Herr Lindloff war meiner Meinung die einzige Person in dieser Runde, die sich eine einigermaßen objektive Einschätzung zum Thema „Armut und Unterschicht in Deutschland“ leisten konnte. Dies liegt sicherlich nicht daran, dass er selbst am Hungertuch nagt sondern vielmehr an seinem Projekt. In diesem Projekt „Arche“ sieht er täglich, was Politiker nur vom Papier und aus Statistiken kennen: Armut und Hunger.

Aber wie geht man nun gegen diese Armut an?

Hier hat Herr Wüllenweber die Lösung, denn er sagt:
Armut könne nicht dadurch behoben werden, indem man - wie es in den vergangenen Jahren in Deutschland der Fall gewesen sei - immer mehr Geld verteile. Vielmehr helfe vor allem Bildung, dieses Problem zu lösen.

Bravo Herr Wüllenweber. Ein fast gelungener Ansatz. Allerdings hat er dabei wohl das Thema der Sendung vergessen. Als Journalist hätte ich ihm eine bessere Recherche zugetraut. Oder sind auf einmal alle arbeitslosen Ingenieure, Architekten, IT-Fachleute, Lehrer, Steuerfachleute usw. verschwunden. Oder hat der gute Walli Wüllenweber mal erforscht, welche Firmen einen Personalfachkaufmann ans Fließband stellen würden?

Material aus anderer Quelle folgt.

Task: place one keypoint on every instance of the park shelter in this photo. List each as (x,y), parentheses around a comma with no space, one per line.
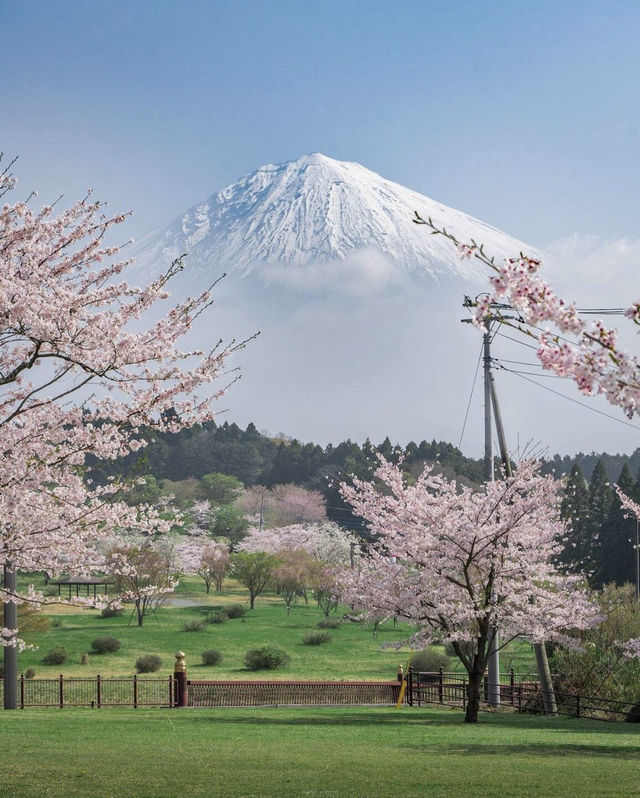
(79,581)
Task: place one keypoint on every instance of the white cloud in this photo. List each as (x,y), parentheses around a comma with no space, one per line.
(363,273)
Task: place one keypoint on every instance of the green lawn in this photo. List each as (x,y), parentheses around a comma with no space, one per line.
(353,653)
(311,752)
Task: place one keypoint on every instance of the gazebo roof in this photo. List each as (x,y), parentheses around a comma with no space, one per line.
(83,580)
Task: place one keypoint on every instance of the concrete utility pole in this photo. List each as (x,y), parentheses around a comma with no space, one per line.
(493,662)
(542,661)
(10,621)
(491,401)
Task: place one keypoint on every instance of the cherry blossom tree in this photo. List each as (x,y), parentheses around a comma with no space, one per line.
(214,565)
(459,563)
(587,353)
(325,541)
(145,574)
(81,372)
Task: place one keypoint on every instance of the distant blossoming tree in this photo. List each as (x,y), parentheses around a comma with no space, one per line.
(459,563)
(325,541)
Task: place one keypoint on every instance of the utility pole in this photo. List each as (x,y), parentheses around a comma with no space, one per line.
(10,620)
(491,400)
(493,661)
(542,661)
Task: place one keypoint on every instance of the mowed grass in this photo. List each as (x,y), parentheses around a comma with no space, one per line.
(337,752)
(354,653)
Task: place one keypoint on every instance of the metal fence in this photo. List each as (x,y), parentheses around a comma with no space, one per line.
(521,693)
(250,694)
(95,691)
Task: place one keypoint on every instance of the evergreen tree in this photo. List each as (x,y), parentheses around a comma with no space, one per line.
(600,501)
(617,561)
(578,552)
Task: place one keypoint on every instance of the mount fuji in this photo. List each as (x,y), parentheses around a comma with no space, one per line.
(359,311)
(287,220)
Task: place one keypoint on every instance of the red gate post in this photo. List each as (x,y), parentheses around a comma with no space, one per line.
(180,676)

Den Vogel abgeschossen hatte allerdings Herr Pofalla mit seiner Aussage:
Es gibt keinen Zusammenhang zwischen der Hartz IV-Reform und der derzeitigen Armuts-Entwicklung.

Zu soviel Realitätsverlust lässt sich eigentlich nicht viel sagen außer: Von welchem Planeten kommt er?

Ach ja. Da war doch noch einer! Gunter Gabriel, der von seinem Boss schon vor 20 Jahren mehr Geld wollte.

Mal abgesehen davon, dass er irgendwie wirkte, als käme er direkt von der WDR-Bar ins Studio und vor hatte, seinen Rausch bei einem Studionickerchen auszuschlafen, hatte er nach einer kurzen Aufweckphase doch die Lösung aller Probleme:
Liebe! Alle Menschen sollen sich lieben, dann wird alles gut.

Danke Herr Gabriel. Und nun aber wieder „husch husch“ unter deine Decke.